Most Christians are dispensational. They don’t know it, but they are. It is often heard in statements like, “not under the law, but under grace.
This morning in the Christian church we attend the pastor made the weekly plea to collect the offering. In his plea he noted that tithing is an Old Testament teaching that is “ratified” in the New Testament. He went on to talk about the “thread” that tied the old and new testaments together. He used the illustration that if we do not tithe we should just take the pages between Malachi and Matthew and “just rip the Old Testament out and throw it away.”

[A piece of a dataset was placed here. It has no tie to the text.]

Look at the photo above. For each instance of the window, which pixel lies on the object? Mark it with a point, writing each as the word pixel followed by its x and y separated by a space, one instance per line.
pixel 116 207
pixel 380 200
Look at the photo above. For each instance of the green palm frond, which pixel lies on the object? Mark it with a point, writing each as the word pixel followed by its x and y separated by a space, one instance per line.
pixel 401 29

I didn’t find anything unusual about the plea since this is the typical approach by most Christian churches across the United States every week. However, this week we began a new series on giving from a biblical perspective. Apparently, giving comes down to two things: money and talent. An example was made between Michael W. Smith, a famous Christian musical artist, and Madonna, a secular musical artist. To illustrate the difference, the preacher compared and contrasted the two artists pointing out that one of them gave their talents to God while the other did not. I don’t want to read a WHOLE lot into this, however, let me point out. Madonna is using her talents, like all other musical artists, to garner wealth. Musicians love what they do and they love it better when they can make a living doing it. Michael W. Smith, and ALL OTHER Christian musicians are doing the exact same thing. They are using their talents to garner wealth. There is virtually no distinction between their talents. However, there is a distinction between their message. But to illustrate this point, just google how many Christian artists have had a moral failure, or come out of the closet. Let’s not put any stock there!

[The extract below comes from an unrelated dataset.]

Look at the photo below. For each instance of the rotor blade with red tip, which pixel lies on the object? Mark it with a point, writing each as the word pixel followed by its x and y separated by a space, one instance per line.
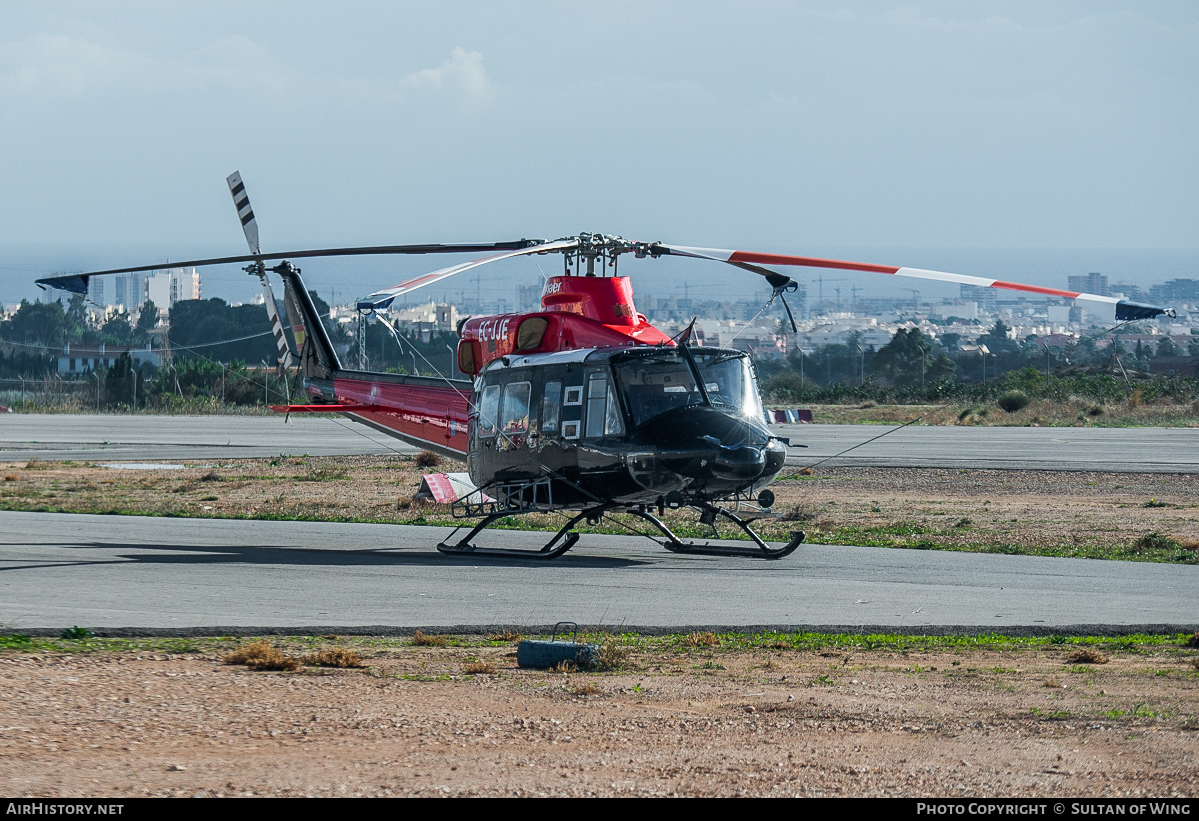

If you are not aware, several great sages have listed the 613 laws of the Torah (Law) in a catalog version. The most commonly viewed version is found in the Mishneh Torah by the great Rabbi Maimonides. It must be noted that many of these commandments (such as all the commandments associated with sacrifices) are not practicable as long as there is no Temple in Jerusalem. But apart from that, the commands, called Mitzvot, are expected to be followed by faithful Jews. Of these 613 laws several of them prescribe the laws of tithing. Tithing was prescribed under the Law first with Abraham and then carried down through Moses and ensuing generations. Dispensationalists, however, do not believe in the Law: “We are under a new Law, the Law of Grace. We have more revelation about God, and are no longer required to keep ceremonial laws given to the Jews. The moral law is always in effect as a guide, but we are no longer condemned by it, since we have a savior that has overcome for us.” Tithing was a part of the ceremonial Law, not the moral Law, and therefore is no longer applicable. But that is not what is taught in churches today.

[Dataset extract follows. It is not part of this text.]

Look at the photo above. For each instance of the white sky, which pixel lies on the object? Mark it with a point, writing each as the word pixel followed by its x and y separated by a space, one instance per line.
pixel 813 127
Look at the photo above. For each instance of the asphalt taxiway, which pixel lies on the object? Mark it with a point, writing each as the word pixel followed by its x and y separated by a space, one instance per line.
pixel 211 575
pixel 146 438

If we were to turn to the Christian New Testament and search on tithing, there is virtually nothing listed about tithing as a percent or a required obligation for Christians. But if we all stopped giving to the church, it would go bankrupt! So this ruse continues. It is no wonder most Christian really do not know what they believe, since their own worldview is self-refuting.
James the brother of Jesus warns us (James 2) that we can not just keep part of the law–that we are bound to all of it, or bound to none of it. The churches teaching on the law and tithing is contradictory and self-refuting. Next week we will hear a message about some other other moral issue and told we are not under the Law, but under grace. But NOT today!
Which is it?
The only way to rationalize tithing as bound upon modern day Christians in any fashion is to embrace the reality that Gods Law is fully in effect and will remain so until the next world comes. But this becomes problematic for modern Christians that want to deny the power of the Law and it’s presence in the daily lives of the Christian faith. But at the end of the day, this is also the very reason that being a Christian no longer means that a person adheres to any specific set of moral or ethical suppositions. The rejecting of God’s Law displaces any moral or ethical obligation by which I must live, while absolving any recourse on the part of God to intervene on my behalf. What is clear in the Old and New Testaments alike: obedience yields blessing.